Все промолчали, чтобы не показать себя невеждами.
— Туламат-ака, но вы же не съели один целого кабана, половина-то хоть осталась? — спросил высокий, плечистый парень.
— Опоздал, душа моя. Сказал бы раньше — оставил бы ляжку.
— Не может быть, есть еще, наверное, какой-нибудь кусочек?
— Да что я буду врать тебе, братишка? А какой был кабан! Верблюд еле-еле поднял его, всю дорогу стонал, бедняга. Чувствую, не дойдет до Аксая. Свернул на рудник. Сдал в мясную лавку. Вмиг расхватали.
— Э, жаль, хотел угостить приятелей!
— Угощение устроим в горах. Вот деньги, — Туламат похлопал по разбухшему поясному платку. — Точно, копейка в копейку, три тысячи. В честь окончания постройки конюшни устроим угощение для всей бригады. Тебя тоже приглашаю. Завтра вместе закупим все, что нужно, погрузим на одногорбого и отправимся. Ну как?
— Ничего, но...
— А что «но»?
— Боюсь, Туламат-ака, будут потом говорить в Аксае, что я ел свинью...
От смеха парней задрожали стекла в окнах чайханы.
— Признайтесь, Туламат-ака, наверное, из денег, вырученных от продажи свинины, принесли подношение праху Гаиб-ата? — сказал кто-то.
Туламат разозлился не на шутку, хотел встать и уйти, но парни схватили его за полы халата, стали успокаивать.
— А правда, что вы кабана живьем поймали?
— Еще говорят, что, когда кабан стал улепетывать, вы догнали и вскочили на него верхом?
— Это не я.
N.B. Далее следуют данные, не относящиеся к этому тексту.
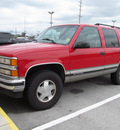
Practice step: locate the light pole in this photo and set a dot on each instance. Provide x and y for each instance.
(80, 11)
(51, 13)
(113, 22)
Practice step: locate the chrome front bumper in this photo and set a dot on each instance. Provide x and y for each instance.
(12, 86)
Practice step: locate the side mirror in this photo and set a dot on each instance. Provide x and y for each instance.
(81, 45)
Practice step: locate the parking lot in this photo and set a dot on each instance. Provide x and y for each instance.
(76, 109)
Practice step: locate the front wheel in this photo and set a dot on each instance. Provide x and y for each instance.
(43, 89)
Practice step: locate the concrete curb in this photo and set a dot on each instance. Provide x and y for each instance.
(5, 122)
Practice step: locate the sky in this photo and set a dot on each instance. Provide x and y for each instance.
(17, 16)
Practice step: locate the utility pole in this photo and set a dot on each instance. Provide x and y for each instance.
(51, 13)
(25, 25)
(80, 11)
(113, 22)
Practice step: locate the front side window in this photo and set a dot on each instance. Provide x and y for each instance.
(58, 34)
(110, 37)
(89, 36)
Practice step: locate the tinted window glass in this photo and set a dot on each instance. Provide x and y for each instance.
(90, 36)
(110, 38)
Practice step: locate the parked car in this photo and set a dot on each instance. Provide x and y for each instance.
(62, 54)
(6, 38)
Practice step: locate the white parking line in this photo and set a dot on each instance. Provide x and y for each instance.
(75, 114)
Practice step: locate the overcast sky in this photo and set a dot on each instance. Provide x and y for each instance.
(13, 13)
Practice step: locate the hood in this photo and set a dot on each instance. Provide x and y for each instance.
(23, 48)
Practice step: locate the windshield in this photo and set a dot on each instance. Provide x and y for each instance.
(5, 36)
(58, 34)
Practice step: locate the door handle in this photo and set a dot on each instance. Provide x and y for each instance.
(102, 53)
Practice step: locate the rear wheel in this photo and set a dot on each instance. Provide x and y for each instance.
(115, 77)
(43, 89)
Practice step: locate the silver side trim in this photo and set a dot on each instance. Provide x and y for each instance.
(15, 85)
(80, 74)
(8, 67)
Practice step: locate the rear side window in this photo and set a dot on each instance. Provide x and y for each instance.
(89, 35)
(110, 37)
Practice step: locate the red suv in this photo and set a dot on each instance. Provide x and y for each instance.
(62, 54)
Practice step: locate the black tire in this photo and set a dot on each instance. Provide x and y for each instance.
(115, 77)
(43, 89)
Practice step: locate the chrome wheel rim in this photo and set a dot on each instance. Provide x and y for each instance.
(46, 91)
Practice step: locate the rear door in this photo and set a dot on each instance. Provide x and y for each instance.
(112, 50)
(87, 60)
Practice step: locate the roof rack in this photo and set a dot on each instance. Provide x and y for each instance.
(107, 25)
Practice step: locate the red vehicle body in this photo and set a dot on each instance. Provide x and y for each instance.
(38, 70)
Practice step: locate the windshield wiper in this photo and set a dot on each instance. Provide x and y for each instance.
(49, 40)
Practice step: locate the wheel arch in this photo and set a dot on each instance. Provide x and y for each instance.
(56, 67)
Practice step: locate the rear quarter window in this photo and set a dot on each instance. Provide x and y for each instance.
(110, 37)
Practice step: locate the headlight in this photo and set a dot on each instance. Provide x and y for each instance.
(8, 61)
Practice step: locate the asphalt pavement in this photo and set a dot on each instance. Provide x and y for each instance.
(91, 104)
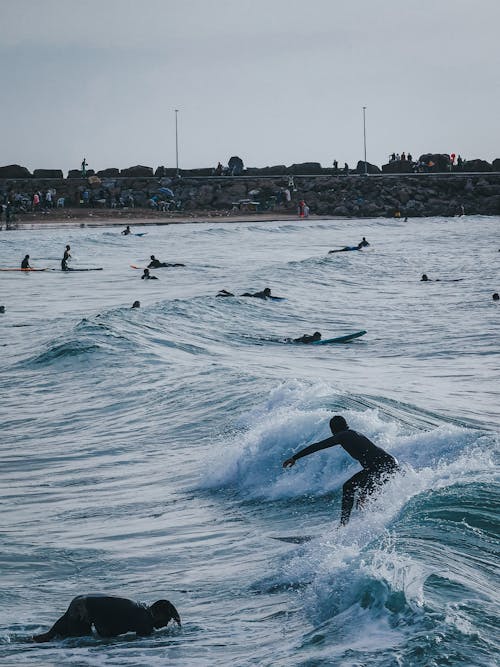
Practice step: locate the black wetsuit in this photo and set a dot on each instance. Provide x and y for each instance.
(376, 463)
(110, 615)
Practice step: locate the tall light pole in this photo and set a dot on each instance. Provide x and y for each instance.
(364, 138)
(176, 144)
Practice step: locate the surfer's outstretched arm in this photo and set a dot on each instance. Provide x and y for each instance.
(310, 449)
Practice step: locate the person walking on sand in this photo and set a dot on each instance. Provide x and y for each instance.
(378, 466)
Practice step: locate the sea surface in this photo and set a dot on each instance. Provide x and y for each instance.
(142, 449)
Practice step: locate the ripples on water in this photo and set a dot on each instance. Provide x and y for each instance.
(142, 449)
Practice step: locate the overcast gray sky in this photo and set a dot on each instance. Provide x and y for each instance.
(273, 81)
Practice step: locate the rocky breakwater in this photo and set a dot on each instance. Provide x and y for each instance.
(357, 195)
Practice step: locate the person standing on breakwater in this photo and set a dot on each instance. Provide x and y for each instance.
(377, 464)
(66, 257)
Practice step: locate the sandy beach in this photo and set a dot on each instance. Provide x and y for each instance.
(85, 217)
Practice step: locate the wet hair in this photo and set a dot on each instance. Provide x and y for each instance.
(163, 612)
(338, 423)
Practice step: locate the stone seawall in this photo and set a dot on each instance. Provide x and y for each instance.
(353, 195)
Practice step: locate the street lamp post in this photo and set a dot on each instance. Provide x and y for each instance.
(364, 138)
(176, 144)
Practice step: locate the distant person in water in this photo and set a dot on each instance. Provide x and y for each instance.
(66, 257)
(156, 264)
(111, 616)
(377, 464)
(147, 276)
(264, 294)
(348, 247)
(308, 339)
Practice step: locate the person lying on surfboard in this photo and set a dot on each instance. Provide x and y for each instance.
(147, 276)
(377, 464)
(308, 339)
(111, 616)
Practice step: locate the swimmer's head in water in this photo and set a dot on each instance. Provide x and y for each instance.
(163, 612)
(338, 424)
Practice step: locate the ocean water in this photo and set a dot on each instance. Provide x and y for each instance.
(141, 449)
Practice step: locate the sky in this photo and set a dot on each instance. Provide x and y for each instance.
(272, 81)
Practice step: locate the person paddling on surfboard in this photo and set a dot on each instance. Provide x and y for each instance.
(111, 616)
(377, 464)
(308, 339)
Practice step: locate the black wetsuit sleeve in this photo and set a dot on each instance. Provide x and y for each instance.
(316, 447)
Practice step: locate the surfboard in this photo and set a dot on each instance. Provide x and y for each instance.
(70, 270)
(24, 270)
(294, 539)
(339, 339)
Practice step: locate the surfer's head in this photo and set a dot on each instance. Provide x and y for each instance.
(163, 612)
(338, 424)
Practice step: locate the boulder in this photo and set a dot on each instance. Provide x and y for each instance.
(235, 166)
(108, 173)
(370, 168)
(305, 168)
(436, 162)
(397, 167)
(477, 165)
(137, 171)
(14, 171)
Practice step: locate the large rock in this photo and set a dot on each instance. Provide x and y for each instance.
(398, 167)
(370, 168)
(437, 162)
(108, 173)
(137, 171)
(14, 171)
(235, 166)
(477, 165)
(305, 168)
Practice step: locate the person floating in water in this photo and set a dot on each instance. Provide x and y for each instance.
(264, 294)
(377, 464)
(308, 339)
(111, 616)
(156, 264)
(147, 276)
(66, 257)
(348, 247)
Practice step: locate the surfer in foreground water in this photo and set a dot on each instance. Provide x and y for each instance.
(377, 464)
(111, 616)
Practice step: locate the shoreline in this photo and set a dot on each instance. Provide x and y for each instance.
(139, 217)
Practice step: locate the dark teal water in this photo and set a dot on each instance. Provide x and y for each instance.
(141, 450)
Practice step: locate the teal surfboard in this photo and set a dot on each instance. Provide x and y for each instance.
(339, 339)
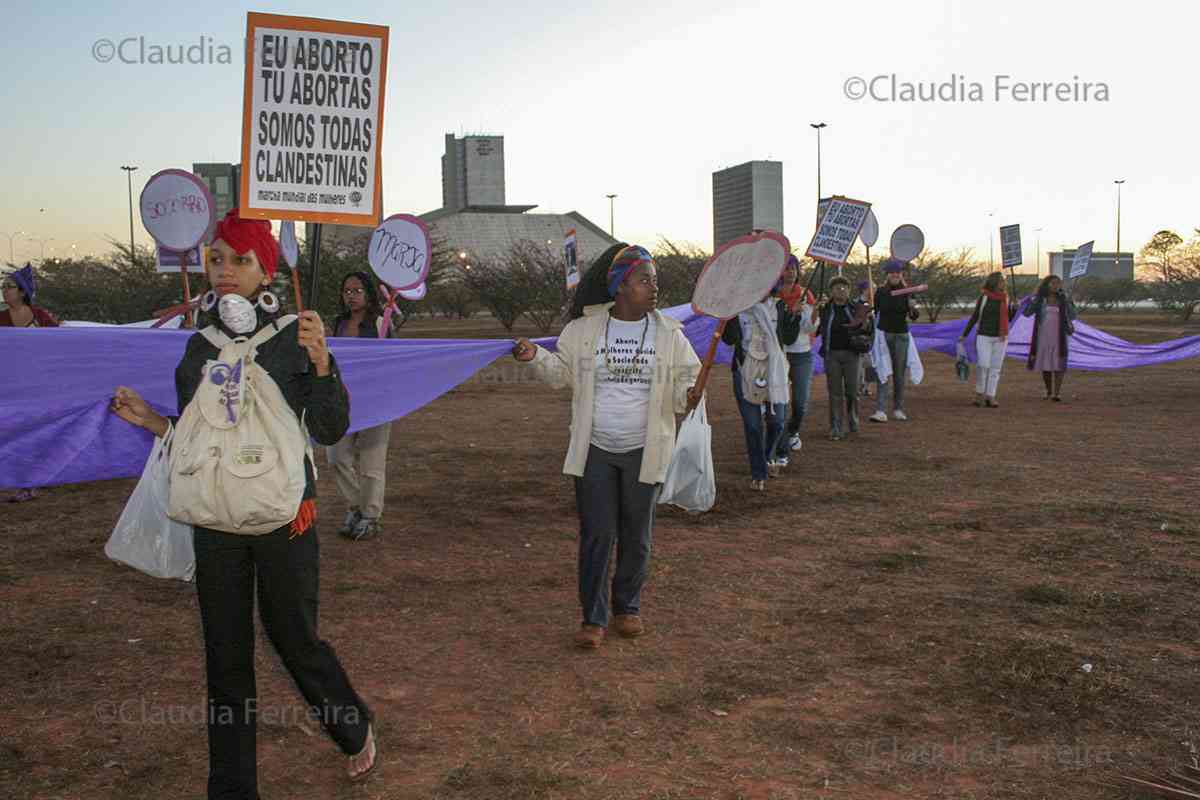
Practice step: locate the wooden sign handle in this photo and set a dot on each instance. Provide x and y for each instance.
(702, 379)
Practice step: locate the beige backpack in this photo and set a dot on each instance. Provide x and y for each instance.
(238, 452)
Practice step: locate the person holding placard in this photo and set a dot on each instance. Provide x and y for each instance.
(360, 459)
(19, 289)
(631, 370)
(993, 314)
(894, 314)
(797, 326)
(280, 566)
(1054, 323)
(865, 371)
(760, 385)
(846, 330)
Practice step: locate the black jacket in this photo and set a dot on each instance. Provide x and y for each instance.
(989, 324)
(894, 312)
(839, 330)
(323, 402)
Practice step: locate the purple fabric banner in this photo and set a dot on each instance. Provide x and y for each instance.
(54, 421)
(55, 426)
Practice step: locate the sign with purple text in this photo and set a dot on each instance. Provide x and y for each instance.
(169, 260)
(1011, 246)
(1081, 259)
(400, 252)
(571, 254)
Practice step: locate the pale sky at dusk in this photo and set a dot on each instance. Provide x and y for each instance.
(646, 100)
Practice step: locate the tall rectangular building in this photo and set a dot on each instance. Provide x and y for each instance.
(473, 172)
(225, 181)
(747, 197)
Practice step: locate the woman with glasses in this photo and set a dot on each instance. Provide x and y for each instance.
(360, 459)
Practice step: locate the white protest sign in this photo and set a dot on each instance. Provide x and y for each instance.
(571, 256)
(1011, 246)
(169, 260)
(838, 230)
(870, 232)
(312, 120)
(177, 209)
(906, 242)
(400, 251)
(414, 294)
(1081, 259)
(288, 244)
(741, 274)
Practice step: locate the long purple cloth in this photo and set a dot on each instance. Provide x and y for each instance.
(55, 426)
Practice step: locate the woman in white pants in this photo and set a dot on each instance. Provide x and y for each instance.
(993, 312)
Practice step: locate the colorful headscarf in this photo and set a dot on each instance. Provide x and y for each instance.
(25, 282)
(250, 235)
(623, 263)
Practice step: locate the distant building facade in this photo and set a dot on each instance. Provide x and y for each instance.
(745, 198)
(225, 182)
(474, 218)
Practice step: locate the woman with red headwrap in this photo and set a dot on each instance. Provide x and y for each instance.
(281, 565)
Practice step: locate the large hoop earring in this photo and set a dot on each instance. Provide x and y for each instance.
(268, 302)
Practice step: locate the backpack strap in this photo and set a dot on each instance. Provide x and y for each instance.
(215, 337)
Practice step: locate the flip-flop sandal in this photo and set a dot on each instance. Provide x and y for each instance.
(373, 745)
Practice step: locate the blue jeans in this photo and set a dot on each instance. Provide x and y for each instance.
(762, 435)
(802, 390)
(893, 390)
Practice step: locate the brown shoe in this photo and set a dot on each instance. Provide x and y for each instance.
(628, 625)
(589, 637)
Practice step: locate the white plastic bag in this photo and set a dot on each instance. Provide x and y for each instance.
(691, 481)
(145, 537)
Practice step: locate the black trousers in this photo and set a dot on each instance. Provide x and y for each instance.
(285, 571)
(615, 509)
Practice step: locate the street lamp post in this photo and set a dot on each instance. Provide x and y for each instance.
(12, 259)
(1037, 264)
(991, 258)
(817, 127)
(129, 175)
(1119, 218)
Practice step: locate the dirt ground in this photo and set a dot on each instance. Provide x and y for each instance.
(977, 603)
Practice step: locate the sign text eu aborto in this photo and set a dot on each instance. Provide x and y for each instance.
(312, 120)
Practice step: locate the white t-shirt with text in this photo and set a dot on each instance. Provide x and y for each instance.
(624, 366)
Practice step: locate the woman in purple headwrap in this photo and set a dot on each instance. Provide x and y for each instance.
(19, 289)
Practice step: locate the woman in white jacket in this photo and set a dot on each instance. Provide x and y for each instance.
(631, 370)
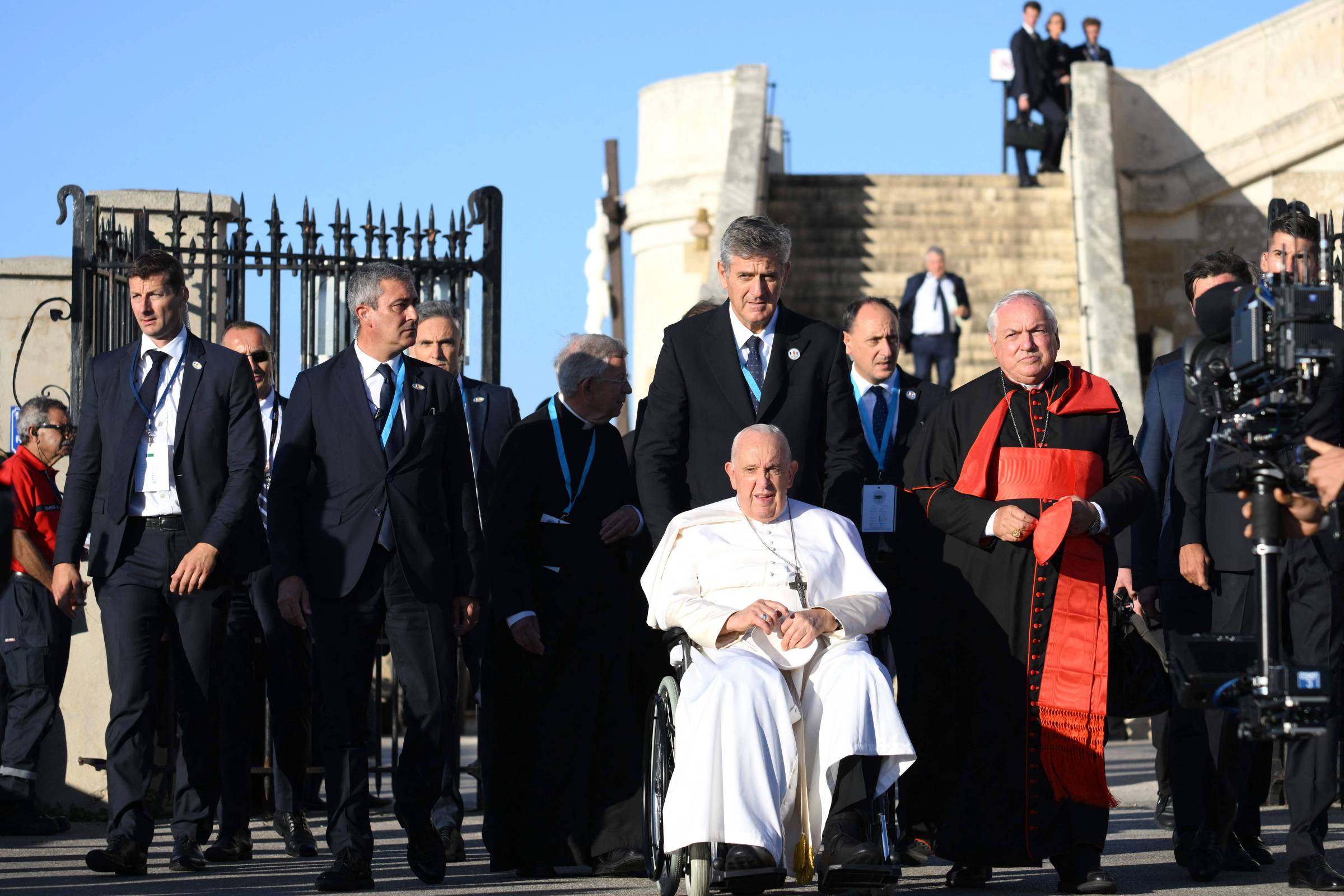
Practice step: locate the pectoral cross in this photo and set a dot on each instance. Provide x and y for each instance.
(796, 584)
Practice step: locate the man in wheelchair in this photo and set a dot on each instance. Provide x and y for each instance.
(787, 725)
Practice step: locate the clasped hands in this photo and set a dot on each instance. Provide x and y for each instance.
(797, 628)
(1014, 524)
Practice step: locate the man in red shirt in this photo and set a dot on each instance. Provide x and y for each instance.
(34, 629)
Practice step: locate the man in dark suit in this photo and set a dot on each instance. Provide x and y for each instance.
(290, 667)
(1217, 557)
(491, 413)
(928, 329)
(373, 526)
(1090, 50)
(165, 477)
(893, 406)
(1148, 570)
(1030, 90)
(750, 362)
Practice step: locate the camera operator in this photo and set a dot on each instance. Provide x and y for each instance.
(1147, 555)
(1215, 555)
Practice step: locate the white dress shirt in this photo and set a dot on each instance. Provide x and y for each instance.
(268, 408)
(929, 304)
(741, 335)
(990, 526)
(374, 381)
(166, 426)
(511, 621)
(866, 395)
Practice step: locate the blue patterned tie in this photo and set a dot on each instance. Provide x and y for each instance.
(756, 367)
(879, 414)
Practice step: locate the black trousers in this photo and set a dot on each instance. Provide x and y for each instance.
(35, 649)
(1312, 628)
(1057, 124)
(1186, 610)
(424, 649)
(138, 612)
(290, 675)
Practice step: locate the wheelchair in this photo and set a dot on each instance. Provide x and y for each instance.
(701, 864)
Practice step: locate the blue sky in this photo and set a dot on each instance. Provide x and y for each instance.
(422, 102)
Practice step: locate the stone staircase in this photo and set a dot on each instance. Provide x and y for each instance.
(866, 234)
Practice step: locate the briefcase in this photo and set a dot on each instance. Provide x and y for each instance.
(1025, 133)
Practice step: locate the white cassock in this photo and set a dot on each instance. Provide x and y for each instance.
(741, 729)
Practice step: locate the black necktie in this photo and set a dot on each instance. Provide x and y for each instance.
(386, 535)
(942, 305)
(879, 416)
(756, 367)
(128, 445)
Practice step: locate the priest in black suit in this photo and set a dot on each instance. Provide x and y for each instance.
(561, 740)
(753, 361)
(904, 548)
(374, 527)
(491, 413)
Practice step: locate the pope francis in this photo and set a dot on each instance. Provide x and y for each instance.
(788, 726)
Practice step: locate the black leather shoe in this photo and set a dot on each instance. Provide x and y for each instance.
(916, 851)
(24, 820)
(348, 874)
(299, 839)
(535, 871)
(120, 857)
(455, 851)
(1237, 859)
(1164, 814)
(425, 852)
(230, 848)
(620, 863)
(1094, 881)
(746, 857)
(1257, 850)
(969, 876)
(1314, 872)
(186, 855)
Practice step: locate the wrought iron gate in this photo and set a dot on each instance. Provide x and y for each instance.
(220, 253)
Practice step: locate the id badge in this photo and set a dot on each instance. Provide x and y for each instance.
(879, 508)
(158, 466)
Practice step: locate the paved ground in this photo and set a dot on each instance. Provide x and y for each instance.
(1137, 853)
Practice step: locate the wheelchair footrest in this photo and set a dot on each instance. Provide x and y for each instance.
(839, 879)
(753, 880)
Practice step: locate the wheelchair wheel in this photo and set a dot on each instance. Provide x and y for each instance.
(663, 868)
(699, 871)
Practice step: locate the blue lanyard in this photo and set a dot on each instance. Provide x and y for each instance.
(879, 452)
(397, 403)
(165, 389)
(565, 464)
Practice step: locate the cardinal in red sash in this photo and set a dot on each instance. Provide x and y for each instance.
(1032, 470)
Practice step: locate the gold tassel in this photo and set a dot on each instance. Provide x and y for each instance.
(803, 867)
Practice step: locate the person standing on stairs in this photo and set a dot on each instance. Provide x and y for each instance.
(931, 327)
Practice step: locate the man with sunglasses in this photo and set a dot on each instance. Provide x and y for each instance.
(34, 629)
(290, 669)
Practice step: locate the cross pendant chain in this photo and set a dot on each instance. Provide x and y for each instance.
(796, 584)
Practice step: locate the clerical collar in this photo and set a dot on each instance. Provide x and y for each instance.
(588, 425)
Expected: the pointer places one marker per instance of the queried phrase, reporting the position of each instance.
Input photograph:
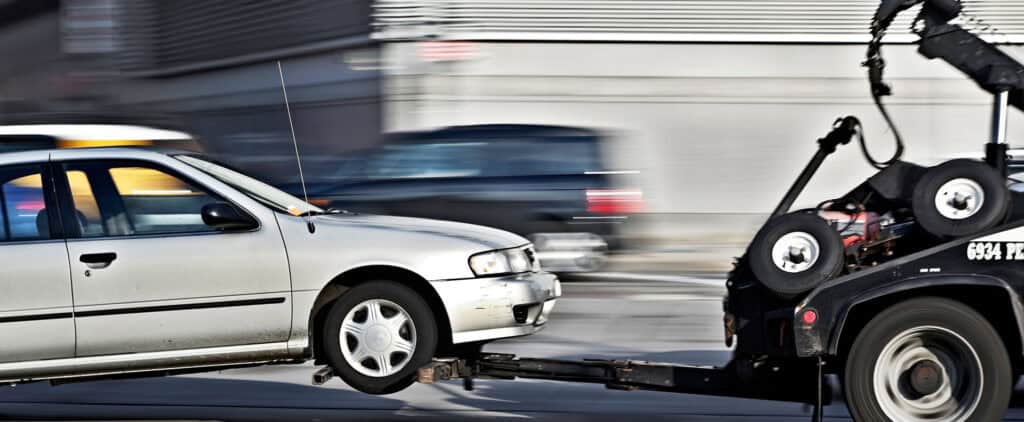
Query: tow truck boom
(785, 342)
Отец Джанизак-аксакала.
— Да Джанизак-аксакал сам человек в летах, как же его отец мог поймать кабана?
— Хей! Да когда был таким парнем, как ты!
— И он действительно вскочил верхом на кабана?
— Что ж, по-твоему, я сочинил это? Сам слышал от Джанизак-аксакала. Как-то ночью его отец услышал странные звуки. Вышел во двор. Кто-то хрипит в хлеве. Подумал: наверное, с коровой что-нибудь, и бросился к хлеву. Только подбежал — что-то выскочило. Чтобы околеть этой корове, с каких пор стала бодаться, — и бросился следом. Догнал и вскочил на спину. Смотрит — в руках не рога, а уши кабана! А кабан летит как пуля. Он подумал: «Эх, будь что будет!» — и стал крутить кабану уши. Тот ошалел от боли и бросился в речку. Сам тяжелый, да еще человек на нем — задохнулся в воде. Отец Джанизака так до утра и сидел в реке верхом на кабане. Утром люди увидели и вытащили обоих.